In the past 12 months, have you started or stopped any routines or habits to change your life?
In the past 12 months I have managed to stop waking up with caffeine/coffee. I have been able to wait 2-3 hours from when I am awake to have coffee. I even went through a period of not having coffee, as I was well-aware of how it was so ingrained in my routine.
Our body is dehydrated when we wake up, and I was mindful that waking up with coffee first thing in the morning is not ideal. I have been able to get into a routine where I have a glass of warm water (with a squeeze of lemon) when I get up, and get a coffee when I get into work.
In addition to this, moving to Byron Bay to assist with the second Dispensary here, which focuses primarily on walk-in patients, has allowed me to have a better routine in place too.
Do you have any favourite books, podcasts or newsletters that you’d like to recommend?
I am going through a journey of looking internally and working on self-consciousness, and currently listening to podcasts and reading books that are enriching me with the right knowledge. Favourite podcast is Know Thyself, by Andre Duqum.
This podcast is a deep dive into perennial questions of life, and he interviews spiritual leaders, doctors, creators and storytellers. I highly recommend him! As I am writing this, I am heading to Bali and will be reading The Passion According to G.H by Clarice Lispector.
Are there any products, gadgets or apps that you can’t live without?
Currently, I cannot live without my journal. I have enjoyed journaling this year and writing again, something that I have been trying to do consistently over the last few years. I recently invested into a copy of Our Daily Purpose, and it provides guidance to how I journal too.

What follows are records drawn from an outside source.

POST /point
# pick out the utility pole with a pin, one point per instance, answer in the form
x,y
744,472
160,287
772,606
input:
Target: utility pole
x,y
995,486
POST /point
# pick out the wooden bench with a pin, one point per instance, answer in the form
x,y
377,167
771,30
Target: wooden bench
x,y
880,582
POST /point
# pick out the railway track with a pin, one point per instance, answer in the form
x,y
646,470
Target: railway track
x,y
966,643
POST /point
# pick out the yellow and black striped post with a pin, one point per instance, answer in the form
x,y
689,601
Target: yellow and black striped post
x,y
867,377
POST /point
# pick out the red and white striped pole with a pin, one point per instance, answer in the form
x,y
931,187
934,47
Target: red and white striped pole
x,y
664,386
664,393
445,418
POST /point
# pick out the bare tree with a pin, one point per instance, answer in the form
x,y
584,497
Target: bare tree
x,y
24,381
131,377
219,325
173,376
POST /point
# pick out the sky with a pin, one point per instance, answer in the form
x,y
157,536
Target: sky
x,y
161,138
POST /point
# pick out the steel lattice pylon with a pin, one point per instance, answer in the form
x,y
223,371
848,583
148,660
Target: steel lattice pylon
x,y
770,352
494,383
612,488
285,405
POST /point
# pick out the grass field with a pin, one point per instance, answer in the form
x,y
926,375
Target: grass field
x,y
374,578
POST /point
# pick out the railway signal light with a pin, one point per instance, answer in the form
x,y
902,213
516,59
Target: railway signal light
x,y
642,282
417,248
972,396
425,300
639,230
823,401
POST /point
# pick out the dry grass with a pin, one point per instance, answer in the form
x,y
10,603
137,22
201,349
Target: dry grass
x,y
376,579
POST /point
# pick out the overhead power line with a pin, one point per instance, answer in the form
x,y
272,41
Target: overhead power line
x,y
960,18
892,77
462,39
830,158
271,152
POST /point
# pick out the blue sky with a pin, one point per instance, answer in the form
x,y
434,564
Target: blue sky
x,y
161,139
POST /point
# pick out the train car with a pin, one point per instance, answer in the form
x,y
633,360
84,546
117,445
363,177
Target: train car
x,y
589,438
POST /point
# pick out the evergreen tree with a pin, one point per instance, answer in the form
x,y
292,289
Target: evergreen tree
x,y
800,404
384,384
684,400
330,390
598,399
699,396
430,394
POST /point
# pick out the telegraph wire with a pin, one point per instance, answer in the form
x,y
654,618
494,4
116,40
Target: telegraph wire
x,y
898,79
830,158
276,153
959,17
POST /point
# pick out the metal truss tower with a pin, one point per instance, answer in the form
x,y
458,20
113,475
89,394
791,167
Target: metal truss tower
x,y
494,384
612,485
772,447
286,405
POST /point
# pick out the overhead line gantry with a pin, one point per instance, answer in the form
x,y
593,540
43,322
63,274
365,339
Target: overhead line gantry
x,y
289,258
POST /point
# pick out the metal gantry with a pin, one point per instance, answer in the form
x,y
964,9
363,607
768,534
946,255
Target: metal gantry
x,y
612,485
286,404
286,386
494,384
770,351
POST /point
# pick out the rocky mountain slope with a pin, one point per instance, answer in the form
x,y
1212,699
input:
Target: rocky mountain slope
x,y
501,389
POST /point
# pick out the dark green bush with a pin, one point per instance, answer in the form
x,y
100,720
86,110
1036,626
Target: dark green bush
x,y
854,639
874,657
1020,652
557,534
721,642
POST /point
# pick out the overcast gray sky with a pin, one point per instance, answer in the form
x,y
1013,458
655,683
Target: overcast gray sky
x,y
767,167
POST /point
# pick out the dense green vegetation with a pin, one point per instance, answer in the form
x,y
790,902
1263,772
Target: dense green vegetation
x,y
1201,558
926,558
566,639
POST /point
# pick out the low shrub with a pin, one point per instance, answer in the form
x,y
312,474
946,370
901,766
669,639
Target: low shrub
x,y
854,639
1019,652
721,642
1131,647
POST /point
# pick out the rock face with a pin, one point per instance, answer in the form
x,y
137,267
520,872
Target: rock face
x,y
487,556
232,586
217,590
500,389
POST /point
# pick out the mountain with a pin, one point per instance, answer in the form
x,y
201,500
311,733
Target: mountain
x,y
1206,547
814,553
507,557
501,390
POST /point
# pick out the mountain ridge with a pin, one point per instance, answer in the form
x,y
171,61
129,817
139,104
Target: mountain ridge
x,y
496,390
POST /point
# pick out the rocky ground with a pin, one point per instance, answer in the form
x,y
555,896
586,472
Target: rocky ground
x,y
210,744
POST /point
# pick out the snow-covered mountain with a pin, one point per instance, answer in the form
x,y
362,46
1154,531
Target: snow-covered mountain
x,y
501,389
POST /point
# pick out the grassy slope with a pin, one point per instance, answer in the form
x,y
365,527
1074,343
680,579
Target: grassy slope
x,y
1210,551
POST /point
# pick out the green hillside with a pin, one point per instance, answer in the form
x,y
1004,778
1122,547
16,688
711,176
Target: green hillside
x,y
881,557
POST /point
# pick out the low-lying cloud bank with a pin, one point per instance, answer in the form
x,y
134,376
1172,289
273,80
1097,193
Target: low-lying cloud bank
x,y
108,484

Another app that I can’t live without is the Wombat app, which is a breathwork and somatic activation app. I have been meditating for a couple of years prior, but recently went through anxiety that became crippling again. I realised that I needed a meditation app that could help me bring awareness to both my physical and mental health, and Wombat has been great for this.
As for products, we recently launched an online wellness shop at Astrid with so many beautiful plant-based products, and my personal favourite is the Ceremonial Cacao from Sacred. It was my coffee substitute when I was trying to give up on coffees !
If you could read an interview about work-life balance by anyone, who would that be?
It would definitely be Aubrey Marcus, as I have been following his journey over the last few years and I would like to hear more about how he has been able to stay true to his values so strongly
Do you have any last thoughts on work, life or balance that you’d like to share with our readers?
My last thought is the importance of people having a work life balance or integration when they are serving others. I have learnt that taking care of others, starts by taking care of yourself first.
I have friends in the social work sector, working in crisis support and the trauma that they are exposed to on a daily basis is challenging, and I do feel that it is important to have tools in your life when you are working with complex clients.